MIT CSAIL Research Abstracts

CSAIL Publications and Digital Archive header

Research Abstracts Home

CSAIL Digital Archive

Research Activities

CSAIL Home

horizontal line

Research Abstracts - 2007
horizontal line

horizontal line

Feedback-directed Random Test Generation

Carlos Pacheco, Shuvendu K. Lahiri (Microsoft), Michael D. Ernst & Thomas Ball (Microsoft)

We present a new approach to randomized test generation that uses feedback to prune undesirable states and method sequences from the search [2]. Our work addresses random generation of unit tests for object-oriented programs. Test case generation for object-oriented programs can be viewed as a search problem over data values and method sequences, where the public methods provide the ways that state can be mutated. Existing approaches to method sequence generation (for example, [1,3]) typically operate offline: the method sequences are derived statically, compiled, and finally executed. In contrast, we take a feedback-directed, execution-driven approach: our technique inspects the actual execution of the sequence as it is being constructed, in order to guide the search toward sequences that yield new object states. Our technique is fully automatic, requires no input from the user, and scales to realistic applications composed of thousands of classes. Our technique builds inputs incrementally by randomly selecting a method call to apply and selecting arguments from among previously-constructed inputs. As soon as it is built, the input is executed and checked against a set of contracts; the technique then uses the result of the execution to determine if the input is redundant, illegal or error-revealing:

Redundant: the objects that the sequence constructs are equal to objects constructed by a previously-created input.
Illegal: execution of the sequence leads to an exception suggesting that the input is illegal, for example a null-pointer exception thrown when a method is given null as an input parameter.
Error-revealing: the execution violates a contract, e.g. the reflexivity of equals as specified in Sun's API documentation.

Finally, any test input that exhibits violating behavior is minimized and output as small, failing test case like those in Figure 1.
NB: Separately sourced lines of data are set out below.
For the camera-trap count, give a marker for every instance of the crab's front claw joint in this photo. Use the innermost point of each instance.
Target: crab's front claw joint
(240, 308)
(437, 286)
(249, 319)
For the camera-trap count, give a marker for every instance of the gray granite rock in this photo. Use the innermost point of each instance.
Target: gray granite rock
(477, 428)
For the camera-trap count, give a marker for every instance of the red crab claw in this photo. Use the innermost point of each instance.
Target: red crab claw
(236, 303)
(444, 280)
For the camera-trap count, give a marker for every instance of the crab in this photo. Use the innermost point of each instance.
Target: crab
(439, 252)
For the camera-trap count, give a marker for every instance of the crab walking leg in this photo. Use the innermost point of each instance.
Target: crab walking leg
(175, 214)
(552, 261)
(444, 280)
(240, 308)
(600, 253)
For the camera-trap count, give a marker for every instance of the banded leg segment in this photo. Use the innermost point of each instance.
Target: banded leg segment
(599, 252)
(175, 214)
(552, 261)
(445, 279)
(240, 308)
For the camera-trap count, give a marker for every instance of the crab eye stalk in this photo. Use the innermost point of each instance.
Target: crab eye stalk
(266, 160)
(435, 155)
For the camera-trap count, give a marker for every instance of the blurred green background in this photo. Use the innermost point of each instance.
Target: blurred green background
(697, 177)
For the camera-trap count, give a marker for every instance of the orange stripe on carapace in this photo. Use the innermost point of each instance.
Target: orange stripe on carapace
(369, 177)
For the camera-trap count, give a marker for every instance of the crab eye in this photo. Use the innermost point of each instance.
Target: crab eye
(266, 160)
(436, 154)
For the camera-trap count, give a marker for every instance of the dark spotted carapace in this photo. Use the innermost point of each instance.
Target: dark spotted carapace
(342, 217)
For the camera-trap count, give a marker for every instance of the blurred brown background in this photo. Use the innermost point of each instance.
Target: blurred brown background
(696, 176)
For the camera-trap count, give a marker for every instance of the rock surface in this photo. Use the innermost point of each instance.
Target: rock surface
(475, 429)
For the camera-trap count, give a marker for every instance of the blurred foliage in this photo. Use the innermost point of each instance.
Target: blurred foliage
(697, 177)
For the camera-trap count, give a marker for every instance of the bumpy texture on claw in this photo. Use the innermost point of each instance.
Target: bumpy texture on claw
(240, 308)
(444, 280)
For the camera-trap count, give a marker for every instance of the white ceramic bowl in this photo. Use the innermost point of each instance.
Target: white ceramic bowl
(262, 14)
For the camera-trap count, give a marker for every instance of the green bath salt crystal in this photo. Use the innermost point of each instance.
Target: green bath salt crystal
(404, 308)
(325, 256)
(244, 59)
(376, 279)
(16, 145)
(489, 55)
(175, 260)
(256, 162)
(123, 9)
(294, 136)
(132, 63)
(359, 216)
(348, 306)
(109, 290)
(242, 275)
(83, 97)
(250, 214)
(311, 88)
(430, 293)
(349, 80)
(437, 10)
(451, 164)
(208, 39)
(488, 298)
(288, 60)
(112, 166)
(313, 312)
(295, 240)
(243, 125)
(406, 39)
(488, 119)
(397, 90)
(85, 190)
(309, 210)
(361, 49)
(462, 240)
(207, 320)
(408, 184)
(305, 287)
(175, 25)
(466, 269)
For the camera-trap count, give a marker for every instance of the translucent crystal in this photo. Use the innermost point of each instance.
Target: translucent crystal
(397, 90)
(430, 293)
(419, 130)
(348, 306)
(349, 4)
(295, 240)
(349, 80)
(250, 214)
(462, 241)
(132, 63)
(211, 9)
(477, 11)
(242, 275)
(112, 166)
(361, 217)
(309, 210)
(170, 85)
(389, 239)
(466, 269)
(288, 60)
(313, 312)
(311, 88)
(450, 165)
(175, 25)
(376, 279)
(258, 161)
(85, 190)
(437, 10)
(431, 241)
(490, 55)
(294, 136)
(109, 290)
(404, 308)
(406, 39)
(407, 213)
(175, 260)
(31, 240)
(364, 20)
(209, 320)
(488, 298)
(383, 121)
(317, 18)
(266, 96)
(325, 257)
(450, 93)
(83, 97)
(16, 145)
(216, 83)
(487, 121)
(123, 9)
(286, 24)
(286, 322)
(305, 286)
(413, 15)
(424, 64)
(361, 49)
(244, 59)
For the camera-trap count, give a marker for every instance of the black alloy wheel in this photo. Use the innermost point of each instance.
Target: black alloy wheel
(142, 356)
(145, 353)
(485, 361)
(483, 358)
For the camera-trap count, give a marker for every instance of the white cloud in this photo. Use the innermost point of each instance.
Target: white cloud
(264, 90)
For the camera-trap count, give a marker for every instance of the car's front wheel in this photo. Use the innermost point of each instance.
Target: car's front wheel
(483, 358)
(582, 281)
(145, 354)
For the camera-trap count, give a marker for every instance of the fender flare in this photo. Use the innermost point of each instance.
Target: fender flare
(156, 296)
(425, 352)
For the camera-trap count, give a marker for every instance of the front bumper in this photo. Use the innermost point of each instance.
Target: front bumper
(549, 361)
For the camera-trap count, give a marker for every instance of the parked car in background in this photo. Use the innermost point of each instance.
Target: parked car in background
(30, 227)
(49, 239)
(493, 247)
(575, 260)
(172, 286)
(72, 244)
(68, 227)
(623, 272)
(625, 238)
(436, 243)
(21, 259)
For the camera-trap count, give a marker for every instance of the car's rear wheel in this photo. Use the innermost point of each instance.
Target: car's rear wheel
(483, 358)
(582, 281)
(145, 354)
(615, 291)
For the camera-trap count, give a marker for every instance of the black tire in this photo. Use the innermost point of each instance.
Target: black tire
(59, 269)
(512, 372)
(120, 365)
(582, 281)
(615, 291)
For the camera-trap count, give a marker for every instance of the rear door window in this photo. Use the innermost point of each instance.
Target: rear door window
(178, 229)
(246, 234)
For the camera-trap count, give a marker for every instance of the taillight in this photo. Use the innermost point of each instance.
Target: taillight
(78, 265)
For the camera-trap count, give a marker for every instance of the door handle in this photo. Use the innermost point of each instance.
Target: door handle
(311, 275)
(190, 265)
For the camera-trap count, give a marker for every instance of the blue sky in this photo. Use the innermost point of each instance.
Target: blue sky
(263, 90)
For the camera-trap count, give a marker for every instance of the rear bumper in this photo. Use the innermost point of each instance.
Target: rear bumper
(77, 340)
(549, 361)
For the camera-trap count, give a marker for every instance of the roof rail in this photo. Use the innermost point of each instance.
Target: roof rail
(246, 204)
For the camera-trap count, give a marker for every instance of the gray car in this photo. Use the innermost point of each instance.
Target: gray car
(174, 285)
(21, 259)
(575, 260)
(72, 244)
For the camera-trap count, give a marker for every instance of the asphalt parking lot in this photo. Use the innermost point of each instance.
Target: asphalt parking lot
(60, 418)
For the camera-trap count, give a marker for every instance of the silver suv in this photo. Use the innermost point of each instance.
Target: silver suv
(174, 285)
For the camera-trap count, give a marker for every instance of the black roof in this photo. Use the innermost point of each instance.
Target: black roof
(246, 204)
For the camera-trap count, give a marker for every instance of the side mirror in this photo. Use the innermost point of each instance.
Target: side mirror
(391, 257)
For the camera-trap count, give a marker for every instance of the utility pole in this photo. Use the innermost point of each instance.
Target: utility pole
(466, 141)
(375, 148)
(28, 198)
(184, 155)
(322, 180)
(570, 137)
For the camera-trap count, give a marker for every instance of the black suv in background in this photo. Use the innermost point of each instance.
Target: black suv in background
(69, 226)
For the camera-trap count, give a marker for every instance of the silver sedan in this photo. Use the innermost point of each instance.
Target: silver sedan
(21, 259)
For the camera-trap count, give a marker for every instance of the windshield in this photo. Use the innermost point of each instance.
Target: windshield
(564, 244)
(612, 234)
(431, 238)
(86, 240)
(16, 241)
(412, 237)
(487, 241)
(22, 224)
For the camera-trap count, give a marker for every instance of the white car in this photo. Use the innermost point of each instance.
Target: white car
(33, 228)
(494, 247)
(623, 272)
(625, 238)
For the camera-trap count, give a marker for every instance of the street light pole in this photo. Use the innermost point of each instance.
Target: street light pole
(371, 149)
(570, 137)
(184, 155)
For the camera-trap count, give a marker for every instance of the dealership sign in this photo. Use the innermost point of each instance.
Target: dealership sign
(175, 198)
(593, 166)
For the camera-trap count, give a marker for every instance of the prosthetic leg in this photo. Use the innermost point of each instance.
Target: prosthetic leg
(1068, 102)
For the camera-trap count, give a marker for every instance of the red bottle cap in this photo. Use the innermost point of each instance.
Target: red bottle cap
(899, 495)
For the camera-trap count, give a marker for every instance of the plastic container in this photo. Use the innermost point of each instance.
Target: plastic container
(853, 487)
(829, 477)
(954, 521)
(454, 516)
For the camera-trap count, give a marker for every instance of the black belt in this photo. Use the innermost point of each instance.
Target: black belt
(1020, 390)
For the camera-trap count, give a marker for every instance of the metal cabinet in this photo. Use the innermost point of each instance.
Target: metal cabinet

We also contribute a set of auxiliary techniques: heuristics for guiding the search, a contract checking framework that acts as an oracle, and test case minimization for reducing a very long method sequence to a small test sequence that exhibits the same behavior. We have implemented the technique in Randoop [2]. Randoop stands for Random tester for object-oriented programs. Randoop is fully automatic, requires no input from the user (other than the name of a binary for .NET or a class directory for Java), and scales to realistic applications with hundreds of classes. Randoop has found serious errors in widely-deployed commercial and open-source software.

Example

Consider Figure 1 below, which shows two of the test cases generated by Randoop when run on Sun's JDK (version 1.5). The first test case shows a violation of the equals contract: a set returned by unmodifiableSet(Set) sometimes returns false for s1.equals(s1). This violates the reflexivity of equals as specified in Sun's API documentation. This test case actually reveals two errors: one in equals, and one in the TreeSet(Collection) constructor, which failed to throw ClassCastException as required by its specification.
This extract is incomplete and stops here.